It may be difficult to do at times, but placing your hope in a perfect God is a better decision than giving your life to a fallible human. God continually shows this to be true in ways we can’t even fathom and hope placed in him does not disappoint. I’m not sure we can say the same about others, or ourselves.

Show love for everyone (including your “ex”) (Matthew 5:43).

Love in today’s society seems to be so fleeting and have no basis at times. The love God teaches us is neither selfish nor affected by emotions or situation, but rather loves through all things, including trials, faults and disappointments.

I have had my share of heartbreaks, but I can honestly say when all was said and done, I truly wanted what was best for the other person and I was able to pray she would find love and happiness apart from me. That is when I knew I had a grasp of what Jesus meant with regard to unconditional love.

The most difficult part, as you have mentioned, is to see your former interest around work or at church, especially if he or she is with someone else. However, when you reach that point in your healing and forgiveness process when you will want the other person to be happy even if it doesn’t include you, you will find a peace that really does transcend all (human) understanding.

This isn’t an easy process, it will take time and there is no perfect “formula,” but it all begins with releasing any negative feelings you have toward your former partner, forgiving them for whatever wrong they may have done, asking the Lord to heal you of your hurt and pain and holding onto hope, faith and love.

When the next opportunity comes around, and there will be more, you will be better equipped to handle whatever that situation holds.

The LORD is close to the brokenhearted and saves those who are crushed in spirit (Psalms 34:18).

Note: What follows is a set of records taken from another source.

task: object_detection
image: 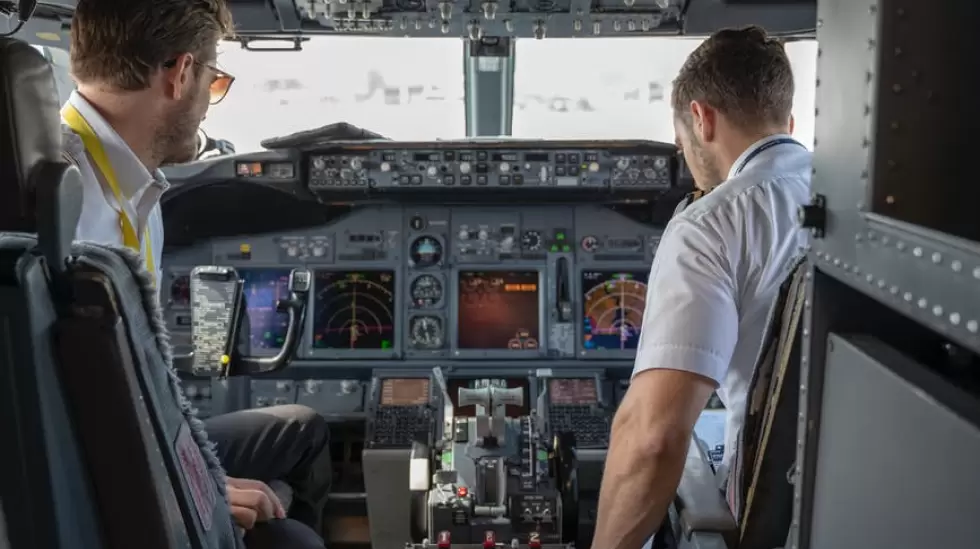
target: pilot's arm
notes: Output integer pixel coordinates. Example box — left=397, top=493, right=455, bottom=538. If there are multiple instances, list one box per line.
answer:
left=590, top=217, right=738, bottom=549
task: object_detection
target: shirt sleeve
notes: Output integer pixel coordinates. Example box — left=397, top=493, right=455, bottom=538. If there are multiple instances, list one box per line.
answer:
left=632, top=216, right=739, bottom=385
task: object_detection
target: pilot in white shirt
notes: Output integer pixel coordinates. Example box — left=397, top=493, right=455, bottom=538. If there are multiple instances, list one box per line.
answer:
left=590, top=27, right=811, bottom=549
left=62, top=90, right=168, bottom=288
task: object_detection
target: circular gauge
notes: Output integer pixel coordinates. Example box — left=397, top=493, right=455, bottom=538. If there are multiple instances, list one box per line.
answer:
left=521, top=230, right=542, bottom=251
left=169, top=274, right=190, bottom=307
left=409, top=316, right=444, bottom=350
left=410, top=275, right=443, bottom=307
left=409, top=236, right=443, bottom=267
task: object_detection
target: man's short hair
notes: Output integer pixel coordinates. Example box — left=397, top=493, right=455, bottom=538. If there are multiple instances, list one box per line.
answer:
left=70, top=0, right=234, bottom=90
left=672, top=26, right=794, bottom=130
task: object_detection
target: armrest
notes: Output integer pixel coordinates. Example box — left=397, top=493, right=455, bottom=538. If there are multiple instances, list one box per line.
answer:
left=675, top=438, right=737, bottom=538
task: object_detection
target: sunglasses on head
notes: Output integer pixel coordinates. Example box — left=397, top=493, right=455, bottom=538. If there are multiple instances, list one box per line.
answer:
left=162, top=57, right=235, bottom=105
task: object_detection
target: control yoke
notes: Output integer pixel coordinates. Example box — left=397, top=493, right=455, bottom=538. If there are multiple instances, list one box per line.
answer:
left=173, top=267, right=311, bottom=376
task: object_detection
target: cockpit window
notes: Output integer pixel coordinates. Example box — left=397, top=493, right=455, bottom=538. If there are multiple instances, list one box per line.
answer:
left=200, top=37, right=466, bottom=153
left=512, top=38, right=818, bottom=148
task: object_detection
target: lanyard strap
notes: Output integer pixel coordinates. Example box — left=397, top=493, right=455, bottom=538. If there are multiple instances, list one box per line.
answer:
left=676, top=138, right=804, bottom=215
left=732, top=137, right=804, bottom=177
left=61, top=104, right=156, bottom=285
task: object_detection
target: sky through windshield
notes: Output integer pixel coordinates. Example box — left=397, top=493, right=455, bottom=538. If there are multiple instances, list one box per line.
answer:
left=513, top=38, right=818, bottom=148
left=200, top=38, right=466, bottom=153
left=198, top=37, right=817, bottom=153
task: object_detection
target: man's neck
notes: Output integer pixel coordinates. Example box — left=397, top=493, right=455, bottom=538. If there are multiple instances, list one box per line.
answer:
left=76, top=87, right=161, bottom=171
left=715, top=127, right=790, bottom=179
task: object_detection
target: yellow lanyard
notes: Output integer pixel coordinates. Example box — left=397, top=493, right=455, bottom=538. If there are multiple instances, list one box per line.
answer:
left=62, top=104, right=156, bottom=285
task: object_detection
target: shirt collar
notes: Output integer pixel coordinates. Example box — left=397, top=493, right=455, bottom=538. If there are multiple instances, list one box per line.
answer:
left=725, top=133, right=796, bottom=180
left=64, top=90, right=169, bottom=198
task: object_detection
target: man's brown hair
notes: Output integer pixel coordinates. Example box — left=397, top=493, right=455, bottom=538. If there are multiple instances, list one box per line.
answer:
left=70, top=0, right=234, bottom=90
left=672, top=26, right=794, bottom=131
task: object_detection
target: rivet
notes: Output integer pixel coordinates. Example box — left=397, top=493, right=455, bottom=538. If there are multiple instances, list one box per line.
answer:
left=882, top=236, right=891, bottom=244
left=855, top=233, right=863, bottom=242
left=932, top=252, right=942, bottom=264
left=967, top=320, right=978, bottom=333
left=973, top=267, right=980, bottom=279
left=903, top=292, right=912, bottom=302
left=877, top=279, right=886, bottom=288
left=918, top=298, right=928, bottom=308
left=866, top=274, right=874, bottom=283
left=893, top=84, right=902, bottom=94
left=949, top=313, right=961, bottom=325
left=833, top=258, right=841, bottom=266
left=951, top=260, right=962, bottom=272
left=868, top=231, right=877, bottom=240
left=913, top=247, right=923, bottom=257
left=894, top=47, right=902, bottom=56
left=853, top=266, right=861, bottom=275
left=885, top=195, right=895, bottom=204
left=896, top=241, right=905, bottom=251
left=843, top=262, right=850, bottom=270
left=933, top=305, right=943, bottom=316
left=889, top=286, right=898, bottom=295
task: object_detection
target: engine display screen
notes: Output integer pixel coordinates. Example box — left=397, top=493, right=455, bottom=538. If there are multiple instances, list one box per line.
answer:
left=581, top=270, right=649, bottom=351
left=380, top=378, right=430, bottom=406
left=240, top=268, right=291, bottom=350
left=549, top=378, right=598, bottom=405
left=312, top=270, right=396, bottom=350
left=457, top=270, right=540, bottom=350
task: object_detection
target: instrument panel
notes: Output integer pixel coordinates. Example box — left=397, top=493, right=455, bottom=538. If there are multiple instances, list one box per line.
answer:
left=305, top=141, right=674, bottom=192
left=162, top=204, right=661, bottom=364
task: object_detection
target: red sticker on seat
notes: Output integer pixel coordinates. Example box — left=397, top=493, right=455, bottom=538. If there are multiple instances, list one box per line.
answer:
left=175, top=423, right=217, bottom=531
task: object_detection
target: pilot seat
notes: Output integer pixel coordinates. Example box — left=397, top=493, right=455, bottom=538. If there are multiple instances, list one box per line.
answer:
left=0, top=37, right=241, bottom=549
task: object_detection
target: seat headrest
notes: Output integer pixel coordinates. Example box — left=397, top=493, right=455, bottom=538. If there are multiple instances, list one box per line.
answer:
left=0, top=38, right=63, bottom=232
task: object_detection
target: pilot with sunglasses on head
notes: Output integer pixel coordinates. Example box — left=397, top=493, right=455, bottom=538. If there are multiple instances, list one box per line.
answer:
left=62, top=1, right=330, bottom=548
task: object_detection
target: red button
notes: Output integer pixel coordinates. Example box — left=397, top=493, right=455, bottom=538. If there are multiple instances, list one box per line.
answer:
left=437, top=531, right=451, bottom=549
left=457, top=486, right=468, bottom=497
left=483, top=530, right=496, bottom=549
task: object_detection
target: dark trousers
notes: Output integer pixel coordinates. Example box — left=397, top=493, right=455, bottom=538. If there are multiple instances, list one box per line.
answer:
left=204, top=404, right=332, bottom=549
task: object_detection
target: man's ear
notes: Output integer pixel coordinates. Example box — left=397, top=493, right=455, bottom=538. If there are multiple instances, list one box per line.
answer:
left=789, top=113, right=796, bottom=134
left=162, top=53, right=195, bottom=100
left=690, top=100, right=716, bottom=143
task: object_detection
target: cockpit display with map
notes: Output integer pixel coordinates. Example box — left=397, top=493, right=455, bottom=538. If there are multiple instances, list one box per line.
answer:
left=312, top=270, right=396, bottom=350
left=240, top=268, right=292, bottom=350
left=457, top=270, right=540, bottom=350
left=581, top=270, right=648, bottom=351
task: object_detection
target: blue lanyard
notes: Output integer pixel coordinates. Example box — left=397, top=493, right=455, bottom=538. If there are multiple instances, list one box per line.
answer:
left=732, top=137, right=804, bottom=176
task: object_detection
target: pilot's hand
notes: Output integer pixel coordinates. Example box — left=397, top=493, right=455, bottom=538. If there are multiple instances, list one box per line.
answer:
left=226, top=477, right=286, bottom=529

SHE SAID: Maybe it’s because I came of age in the ‘80s, but Def Leppard’s “Bringin’ on the Heartbreak” kept ringing in my ears the first time I read through your question. Now that has nothing to do with my answer right now. But hey, it’s a catchy intro. And it’s honest, right?

Moving on …

I remember dealing with heartbreak back in high school when a summer romance ended abruptly before the school year started back up again. It was a mutual split, but it was right before my senior year was to begin. Once school started, the boy I had dated was now “big man on campus,” as most senior males might feel as they proudly strut along the school hallways during their last year in high school. [Insert “fun” teenage eye-roll here.]

Thankfully, we didn’t have any classes together. But I would see him in passing from time to time and would hear of what new girls he was dating and what not. Yes, I was cordial and would offer a perfunctory “hello” when we crossed paths. But I also wasn’t looking for opportunities to spend extra time around him or have in-depth conversations any time soon. There was still pain lurking in my heart as a result of the break-up, and I was still healing.  

Fast forward to adulthood, and I have to say that I haven’t had to be in a situation like you are describing (either a break-up with someone from a workplace setting or at a church) in a long time. But, in remembering my high school break-up, I can only imagine that it would be awkward in a setting where you could routinely bump into one another and even more so if there is still interest for one of the parties involved.

As you know, a close relationship (whether romantic or platonic) knits two people together, through time spent together, through thoughts, feelings and dreams shared via interpersonal communication and through a whole host of experiences that two may share as they do life together. Add in two people who are believers and share a strong spiritual connection, and that can give it an even deeper dimension (1 John 1:7).